Today we drove up to Walvis Bay where we had lunch. I was surprised after seeing, feeling and experiencing the beautiful, soft, dry sand of the desert that the beach at Walvis Bay was muddy and smelly. Apparently there used to be wild flamingos there but I don't think they could survive in the current state of it. We stopped at the Tropic of Capricorn on the road too. Finally we reached Swakopmund (meaning land of mud) the capital of Namibia. This seemed like a nice city/town feel and we were able to explore a bit. There were lots of tourist shops and a street market with all kinds of handmade crafts. It was our first night in the past week that we were able to sleep indoors at a lodge and it was magnificent. We had dinner in the town and overall it was a relaxing evening.

"Swakopmund Founded in 1892 by German settlers, Swakopmund was intended to be the main harbour of German South-West Africa. Increased traffic between Germany and its colony necessitated establishing a port of its own, as Walvis Bay, located 33 kilometers south, was in British possession. The choice fell to a site north of the Swakop River, where water was readily available. There is a strong German architectural influence in the town, with its Bavarian-style buildings, including the Altes Gefängnis prison, designed by Heinrich Bause in 1909 and the Wörmannhaus, built in 1906 with a prominent tower, now a public library.
The area now known as Swakopmund was orginally called "Tsoakhaub", a Nama word that can be translated as "excrement opening", an offensive but accurate description of the waters of the Swakop River when it flooded, carrying masses of mud, sand, vegetation and animal corpses to the Atlantic Ocean.
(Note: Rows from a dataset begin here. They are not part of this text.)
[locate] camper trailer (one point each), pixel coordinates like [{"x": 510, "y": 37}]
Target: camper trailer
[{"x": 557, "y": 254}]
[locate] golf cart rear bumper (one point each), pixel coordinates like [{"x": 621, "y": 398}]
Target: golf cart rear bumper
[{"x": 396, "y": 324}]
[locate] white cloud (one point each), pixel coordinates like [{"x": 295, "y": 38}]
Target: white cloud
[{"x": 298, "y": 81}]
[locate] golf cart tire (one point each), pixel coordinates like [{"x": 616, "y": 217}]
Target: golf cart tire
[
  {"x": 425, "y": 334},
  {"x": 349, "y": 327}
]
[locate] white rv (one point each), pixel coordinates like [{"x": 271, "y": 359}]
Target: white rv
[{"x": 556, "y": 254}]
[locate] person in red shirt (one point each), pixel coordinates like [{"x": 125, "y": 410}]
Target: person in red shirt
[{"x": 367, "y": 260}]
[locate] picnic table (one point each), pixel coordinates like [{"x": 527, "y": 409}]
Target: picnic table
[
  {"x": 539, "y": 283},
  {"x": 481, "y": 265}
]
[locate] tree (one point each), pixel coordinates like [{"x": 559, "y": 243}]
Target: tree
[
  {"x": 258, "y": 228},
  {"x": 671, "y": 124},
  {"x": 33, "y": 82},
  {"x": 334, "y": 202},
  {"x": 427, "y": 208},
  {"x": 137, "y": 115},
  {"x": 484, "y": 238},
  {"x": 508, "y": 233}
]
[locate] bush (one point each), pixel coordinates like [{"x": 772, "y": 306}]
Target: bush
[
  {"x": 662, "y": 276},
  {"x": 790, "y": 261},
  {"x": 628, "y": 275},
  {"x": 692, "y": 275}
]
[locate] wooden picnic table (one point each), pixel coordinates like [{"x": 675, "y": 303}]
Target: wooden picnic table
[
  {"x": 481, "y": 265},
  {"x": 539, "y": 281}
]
The name was changed to "Swachaub" by German settlers, and with the proclamation of Swakopmund as an independent district of German South-West Africa in 1896, the present way of writing Swakopmund (meaning Estuary of the Swakop in German) came into use.
Surrounded by the Namib Desert on three sides and the cold Atlantic waters to the west, Swakopmund enjoys a temperate climate. Rainfall is rare, but the cold Benguela current supplies moisture to the area in the form of fog that can reach as deep as 140 km inland. The fauna and flora of the area has adapted to this phenomenon and now relies upon the fog as a source of water.
Swakopmund is well known for adventure sports including: skydiving, sandboarding and quad biking."- Nomad Tours
Accommodation-  Amanpuri:
http://www.amanpurinamibia.com/

Day 7

In the morning I learned how to Sandboard. It was so much fun, but difficult at first. I fell a few times but was told that I am a "natural" at it (I think it has something to do with practicing snowboarding on the Wii fit!). We had to hike to the top of the sand dune each time we went down (no ski lifts!) and it was exhausting but it got surprisingly easier each time, with a communal gallon water jug at the top of the dune. We had to wax our boards each time and my last time down I did a jump! I tried sand boarding on a mat of wood one time but I went so fast (estimated around 60 kph) and at the bottom there was a point when you slide up again on another dune where I face planted and ingested half the dune. Fun and painful all in one. At the bottom of our last round on the dune we were served sandwiches and beer.
In the afternoon I went quad biking in the dunes. This was terrifying! It was my first time on a quad bike and we were driving vertically and sideways horizontally up

the sides of dunes. There was a guide at the front and one at the back to make sure everyone stayed on course. I seemed to end up in the back more often than not and sometimes I would lose the group over a big dune and the wind would sweep away their tracks leaving me in a panic. I got stuck in the sand 4 times because I slowed down when I saw someone in front of me stopped and lost momentum to get up the dune. I didn't fall off once though :-) It was another relaxing evening in preparation for a long day of driving ahead.

Day 8

We drove all day and went through customs and back to camp where we stayed the first night (probably the best campsite of the trip).

Day 9

We drove all the way back to Cape Town and said our goodbyes to the friends we made on the trip.